Madison is home base for the globe-trotting, award-winning photojournalist Michael Kienitz.
His traditional photography has appeared in Life, Time, and Newsweek, and other major publications worldwide and his work has been exhibited in the United States and Europe. He was an instructor of photojournalism in the School of Journalism at the University of Wisconsin, Madison. His work has been disseminated world wide by various photo agencies including Contact Press Images, Black Star, Picture Group and Mercury Pictures.
Lucky for Madison and the rest of us that Kienitz has turned his attention and lenses towards Iceland's disappearing glaciers.
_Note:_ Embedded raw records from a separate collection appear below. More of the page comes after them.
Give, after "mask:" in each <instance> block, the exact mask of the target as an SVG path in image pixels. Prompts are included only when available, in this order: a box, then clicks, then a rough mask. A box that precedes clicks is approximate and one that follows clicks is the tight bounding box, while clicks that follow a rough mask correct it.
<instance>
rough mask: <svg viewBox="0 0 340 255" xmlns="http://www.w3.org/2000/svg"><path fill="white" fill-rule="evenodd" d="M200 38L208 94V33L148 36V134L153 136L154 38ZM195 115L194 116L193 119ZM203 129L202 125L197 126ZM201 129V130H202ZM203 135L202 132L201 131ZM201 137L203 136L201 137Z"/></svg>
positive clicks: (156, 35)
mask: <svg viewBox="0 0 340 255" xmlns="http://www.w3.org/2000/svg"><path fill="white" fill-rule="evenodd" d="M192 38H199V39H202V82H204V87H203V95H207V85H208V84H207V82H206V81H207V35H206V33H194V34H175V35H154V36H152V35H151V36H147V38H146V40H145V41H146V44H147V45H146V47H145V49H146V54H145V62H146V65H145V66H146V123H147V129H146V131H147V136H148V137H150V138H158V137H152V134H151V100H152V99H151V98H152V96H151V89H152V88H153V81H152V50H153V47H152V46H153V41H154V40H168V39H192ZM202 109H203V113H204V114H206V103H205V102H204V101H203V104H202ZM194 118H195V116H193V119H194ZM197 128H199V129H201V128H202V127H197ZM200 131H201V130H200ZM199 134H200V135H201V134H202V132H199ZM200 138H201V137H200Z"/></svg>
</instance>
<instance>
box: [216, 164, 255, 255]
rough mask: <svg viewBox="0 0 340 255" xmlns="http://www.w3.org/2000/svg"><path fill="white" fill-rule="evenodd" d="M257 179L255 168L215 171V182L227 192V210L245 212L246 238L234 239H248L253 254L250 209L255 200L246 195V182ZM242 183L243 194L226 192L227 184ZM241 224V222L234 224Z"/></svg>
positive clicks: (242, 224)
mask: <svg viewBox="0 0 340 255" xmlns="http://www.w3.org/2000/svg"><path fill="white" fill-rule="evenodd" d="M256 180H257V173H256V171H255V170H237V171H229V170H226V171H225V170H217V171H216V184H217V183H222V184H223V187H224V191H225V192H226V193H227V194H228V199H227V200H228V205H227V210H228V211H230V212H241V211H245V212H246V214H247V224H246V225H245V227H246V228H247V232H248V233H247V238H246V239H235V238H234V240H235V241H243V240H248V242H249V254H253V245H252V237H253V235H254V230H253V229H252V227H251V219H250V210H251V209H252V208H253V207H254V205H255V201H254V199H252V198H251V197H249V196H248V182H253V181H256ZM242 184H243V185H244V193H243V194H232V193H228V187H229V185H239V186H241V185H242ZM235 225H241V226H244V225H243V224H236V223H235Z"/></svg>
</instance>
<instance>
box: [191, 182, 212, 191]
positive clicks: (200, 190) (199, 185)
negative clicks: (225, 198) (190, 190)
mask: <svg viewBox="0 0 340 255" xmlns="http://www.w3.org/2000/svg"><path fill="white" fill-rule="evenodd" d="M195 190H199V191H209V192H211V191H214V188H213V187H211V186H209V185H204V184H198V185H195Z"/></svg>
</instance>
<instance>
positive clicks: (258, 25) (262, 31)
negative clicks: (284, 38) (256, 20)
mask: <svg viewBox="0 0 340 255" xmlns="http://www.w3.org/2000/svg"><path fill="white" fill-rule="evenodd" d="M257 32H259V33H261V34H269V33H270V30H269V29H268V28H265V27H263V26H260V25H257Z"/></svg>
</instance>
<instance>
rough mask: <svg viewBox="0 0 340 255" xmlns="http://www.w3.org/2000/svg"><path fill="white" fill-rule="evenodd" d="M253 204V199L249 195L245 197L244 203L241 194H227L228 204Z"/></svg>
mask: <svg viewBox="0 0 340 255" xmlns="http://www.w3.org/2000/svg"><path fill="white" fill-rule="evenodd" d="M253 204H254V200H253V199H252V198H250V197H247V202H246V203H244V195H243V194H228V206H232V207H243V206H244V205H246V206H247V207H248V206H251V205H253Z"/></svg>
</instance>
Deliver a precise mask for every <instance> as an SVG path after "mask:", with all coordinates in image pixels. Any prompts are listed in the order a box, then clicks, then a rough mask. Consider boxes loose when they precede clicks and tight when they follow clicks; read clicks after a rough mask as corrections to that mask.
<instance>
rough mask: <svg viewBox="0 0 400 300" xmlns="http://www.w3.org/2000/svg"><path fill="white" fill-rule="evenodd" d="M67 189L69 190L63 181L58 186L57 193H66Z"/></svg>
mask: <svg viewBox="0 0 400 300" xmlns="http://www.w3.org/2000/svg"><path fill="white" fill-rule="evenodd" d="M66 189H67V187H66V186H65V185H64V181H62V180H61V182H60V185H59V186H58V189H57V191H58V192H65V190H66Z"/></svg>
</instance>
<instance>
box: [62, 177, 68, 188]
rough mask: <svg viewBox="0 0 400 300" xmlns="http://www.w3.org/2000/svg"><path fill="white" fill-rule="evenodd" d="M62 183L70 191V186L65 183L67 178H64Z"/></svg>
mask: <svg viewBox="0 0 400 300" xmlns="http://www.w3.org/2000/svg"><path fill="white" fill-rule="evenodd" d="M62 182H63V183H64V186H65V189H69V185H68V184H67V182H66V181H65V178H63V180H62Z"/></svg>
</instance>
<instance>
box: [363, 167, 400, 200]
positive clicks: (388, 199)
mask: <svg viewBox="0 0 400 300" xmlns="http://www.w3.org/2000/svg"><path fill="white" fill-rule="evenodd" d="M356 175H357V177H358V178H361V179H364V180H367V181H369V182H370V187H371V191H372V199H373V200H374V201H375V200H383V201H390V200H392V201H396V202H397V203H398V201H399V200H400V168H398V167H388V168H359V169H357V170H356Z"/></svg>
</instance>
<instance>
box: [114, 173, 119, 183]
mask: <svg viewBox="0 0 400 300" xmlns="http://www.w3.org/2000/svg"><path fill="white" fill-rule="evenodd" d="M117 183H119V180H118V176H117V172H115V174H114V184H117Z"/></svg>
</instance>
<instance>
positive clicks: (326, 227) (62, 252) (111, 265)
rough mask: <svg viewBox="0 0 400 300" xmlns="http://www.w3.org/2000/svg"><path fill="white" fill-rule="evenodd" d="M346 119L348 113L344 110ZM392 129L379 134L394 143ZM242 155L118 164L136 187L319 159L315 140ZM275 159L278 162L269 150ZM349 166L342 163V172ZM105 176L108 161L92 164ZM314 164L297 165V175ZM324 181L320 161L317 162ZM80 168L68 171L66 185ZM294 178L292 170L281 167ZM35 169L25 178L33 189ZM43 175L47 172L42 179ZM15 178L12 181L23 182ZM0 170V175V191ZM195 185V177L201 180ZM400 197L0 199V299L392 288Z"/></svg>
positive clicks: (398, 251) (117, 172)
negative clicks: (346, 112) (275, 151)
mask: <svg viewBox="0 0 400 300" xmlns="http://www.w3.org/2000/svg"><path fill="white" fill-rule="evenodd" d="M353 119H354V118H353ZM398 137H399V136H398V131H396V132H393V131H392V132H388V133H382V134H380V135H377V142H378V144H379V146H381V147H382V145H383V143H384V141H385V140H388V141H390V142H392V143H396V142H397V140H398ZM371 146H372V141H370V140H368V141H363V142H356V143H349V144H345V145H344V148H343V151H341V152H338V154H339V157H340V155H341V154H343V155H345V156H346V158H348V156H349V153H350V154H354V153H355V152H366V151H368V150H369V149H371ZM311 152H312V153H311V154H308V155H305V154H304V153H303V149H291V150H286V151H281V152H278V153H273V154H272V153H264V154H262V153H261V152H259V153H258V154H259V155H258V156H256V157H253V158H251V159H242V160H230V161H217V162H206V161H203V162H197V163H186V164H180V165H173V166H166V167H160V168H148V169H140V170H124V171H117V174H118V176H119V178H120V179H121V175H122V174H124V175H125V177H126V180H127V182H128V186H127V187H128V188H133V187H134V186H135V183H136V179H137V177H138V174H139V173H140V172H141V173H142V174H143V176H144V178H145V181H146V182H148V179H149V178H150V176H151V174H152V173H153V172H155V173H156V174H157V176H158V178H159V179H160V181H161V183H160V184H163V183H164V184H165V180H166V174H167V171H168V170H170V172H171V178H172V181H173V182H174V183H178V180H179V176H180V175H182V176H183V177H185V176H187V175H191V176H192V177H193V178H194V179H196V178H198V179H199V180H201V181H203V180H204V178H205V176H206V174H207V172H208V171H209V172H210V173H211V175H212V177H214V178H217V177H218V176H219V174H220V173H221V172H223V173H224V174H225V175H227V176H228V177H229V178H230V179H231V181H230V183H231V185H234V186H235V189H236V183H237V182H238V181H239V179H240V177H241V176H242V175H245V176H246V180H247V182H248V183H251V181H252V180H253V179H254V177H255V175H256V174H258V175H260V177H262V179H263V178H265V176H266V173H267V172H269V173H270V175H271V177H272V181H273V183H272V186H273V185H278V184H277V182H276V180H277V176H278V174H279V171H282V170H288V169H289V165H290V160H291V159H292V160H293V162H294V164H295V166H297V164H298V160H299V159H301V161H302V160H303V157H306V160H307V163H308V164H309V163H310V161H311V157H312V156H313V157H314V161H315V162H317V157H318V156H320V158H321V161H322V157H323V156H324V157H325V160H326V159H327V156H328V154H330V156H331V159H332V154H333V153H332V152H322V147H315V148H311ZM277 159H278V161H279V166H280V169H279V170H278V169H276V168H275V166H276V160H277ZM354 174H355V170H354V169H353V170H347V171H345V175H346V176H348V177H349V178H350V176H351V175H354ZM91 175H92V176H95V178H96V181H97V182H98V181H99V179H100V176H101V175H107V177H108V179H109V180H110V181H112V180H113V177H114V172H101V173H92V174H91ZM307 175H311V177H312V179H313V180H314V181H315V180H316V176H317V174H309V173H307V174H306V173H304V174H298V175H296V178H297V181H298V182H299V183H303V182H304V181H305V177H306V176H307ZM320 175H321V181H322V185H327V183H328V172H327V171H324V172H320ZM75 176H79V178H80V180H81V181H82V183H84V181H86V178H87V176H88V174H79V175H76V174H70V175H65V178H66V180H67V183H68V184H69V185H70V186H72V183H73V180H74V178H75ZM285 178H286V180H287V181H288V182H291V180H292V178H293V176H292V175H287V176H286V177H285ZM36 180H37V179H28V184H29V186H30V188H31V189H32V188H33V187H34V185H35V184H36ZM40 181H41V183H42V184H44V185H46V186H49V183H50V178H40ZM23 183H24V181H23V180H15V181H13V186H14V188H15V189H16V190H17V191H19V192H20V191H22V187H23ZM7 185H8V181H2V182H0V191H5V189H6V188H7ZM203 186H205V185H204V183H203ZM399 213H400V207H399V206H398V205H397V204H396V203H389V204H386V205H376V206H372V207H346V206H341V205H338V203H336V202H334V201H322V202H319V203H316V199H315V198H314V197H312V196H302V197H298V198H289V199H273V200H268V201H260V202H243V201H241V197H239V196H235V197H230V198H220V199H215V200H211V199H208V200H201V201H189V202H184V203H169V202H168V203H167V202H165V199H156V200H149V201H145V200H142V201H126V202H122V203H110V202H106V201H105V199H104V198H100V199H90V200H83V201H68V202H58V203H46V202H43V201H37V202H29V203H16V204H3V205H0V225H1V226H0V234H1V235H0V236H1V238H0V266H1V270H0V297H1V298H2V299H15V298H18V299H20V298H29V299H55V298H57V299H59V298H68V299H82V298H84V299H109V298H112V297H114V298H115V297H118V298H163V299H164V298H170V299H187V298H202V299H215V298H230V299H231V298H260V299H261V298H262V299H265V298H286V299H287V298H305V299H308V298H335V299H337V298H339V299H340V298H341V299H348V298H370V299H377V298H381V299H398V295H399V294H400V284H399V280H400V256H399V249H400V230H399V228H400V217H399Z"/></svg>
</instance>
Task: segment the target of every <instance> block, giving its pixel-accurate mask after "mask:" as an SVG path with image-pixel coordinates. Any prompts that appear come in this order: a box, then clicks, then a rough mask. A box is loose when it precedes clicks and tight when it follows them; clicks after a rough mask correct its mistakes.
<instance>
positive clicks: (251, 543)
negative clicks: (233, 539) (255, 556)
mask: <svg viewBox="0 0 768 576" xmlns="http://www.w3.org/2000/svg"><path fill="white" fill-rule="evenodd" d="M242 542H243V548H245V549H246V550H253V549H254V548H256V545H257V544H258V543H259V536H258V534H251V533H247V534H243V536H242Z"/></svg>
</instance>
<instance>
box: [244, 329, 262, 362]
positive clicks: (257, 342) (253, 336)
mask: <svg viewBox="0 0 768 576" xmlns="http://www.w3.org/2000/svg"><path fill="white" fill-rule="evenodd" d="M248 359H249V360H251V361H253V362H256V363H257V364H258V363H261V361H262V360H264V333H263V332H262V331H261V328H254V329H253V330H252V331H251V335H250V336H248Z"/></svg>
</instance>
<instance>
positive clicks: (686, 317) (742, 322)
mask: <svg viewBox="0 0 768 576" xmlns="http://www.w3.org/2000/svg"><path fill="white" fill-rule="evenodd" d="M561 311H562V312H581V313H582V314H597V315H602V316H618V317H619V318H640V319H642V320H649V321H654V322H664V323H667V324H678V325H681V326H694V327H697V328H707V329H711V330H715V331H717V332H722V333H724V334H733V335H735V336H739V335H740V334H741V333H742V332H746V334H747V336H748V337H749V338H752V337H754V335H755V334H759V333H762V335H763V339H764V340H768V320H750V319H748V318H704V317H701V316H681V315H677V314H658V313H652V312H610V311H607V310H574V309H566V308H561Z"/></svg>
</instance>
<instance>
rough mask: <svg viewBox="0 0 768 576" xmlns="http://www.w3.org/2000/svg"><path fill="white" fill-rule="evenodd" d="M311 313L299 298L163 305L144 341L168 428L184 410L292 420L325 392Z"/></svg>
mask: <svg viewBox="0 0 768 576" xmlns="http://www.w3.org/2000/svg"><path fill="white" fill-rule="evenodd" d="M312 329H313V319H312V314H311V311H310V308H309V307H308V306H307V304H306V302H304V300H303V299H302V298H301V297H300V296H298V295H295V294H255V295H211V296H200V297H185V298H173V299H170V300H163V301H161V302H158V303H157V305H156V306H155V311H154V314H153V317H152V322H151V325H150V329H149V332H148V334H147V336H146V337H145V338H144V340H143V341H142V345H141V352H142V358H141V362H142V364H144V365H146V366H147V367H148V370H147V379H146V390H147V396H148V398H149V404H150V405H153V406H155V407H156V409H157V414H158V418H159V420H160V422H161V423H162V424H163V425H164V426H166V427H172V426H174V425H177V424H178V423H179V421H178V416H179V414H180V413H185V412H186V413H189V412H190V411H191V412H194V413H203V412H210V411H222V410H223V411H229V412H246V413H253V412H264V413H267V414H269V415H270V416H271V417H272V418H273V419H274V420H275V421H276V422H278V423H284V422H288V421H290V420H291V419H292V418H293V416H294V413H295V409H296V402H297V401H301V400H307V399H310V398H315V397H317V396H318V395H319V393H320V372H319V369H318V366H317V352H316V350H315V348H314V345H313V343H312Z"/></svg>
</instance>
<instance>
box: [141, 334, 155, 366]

A website hosted by the Icelandic National Park where Kienitz recorded images explains his decision:
It all happened 5 years ago, when Kienitz was visiting Iceland for the first time. He was on a guided tour to see the ice caves, when the guide took out his phone to share a gorgeous photo of an ice cave. The guide told him that two years ago, the glacier was where he stood. Iceland’s glacial ice is melting, due in large part to climate change. That is what inspired Kienitz to capture the landscape before it vanishes.
This dramatic, alarm-sounding story - - "Iceland's Vanishing Beauty" - - is on display in exquisite color reproductions exclusively through February 3 at the Chazen Museum of Art, 750 University Ave., Madison, Tuesday, Wednesday and Friday, 9-5, Thursday, 9-9, Saturday and Sunday, 11-5.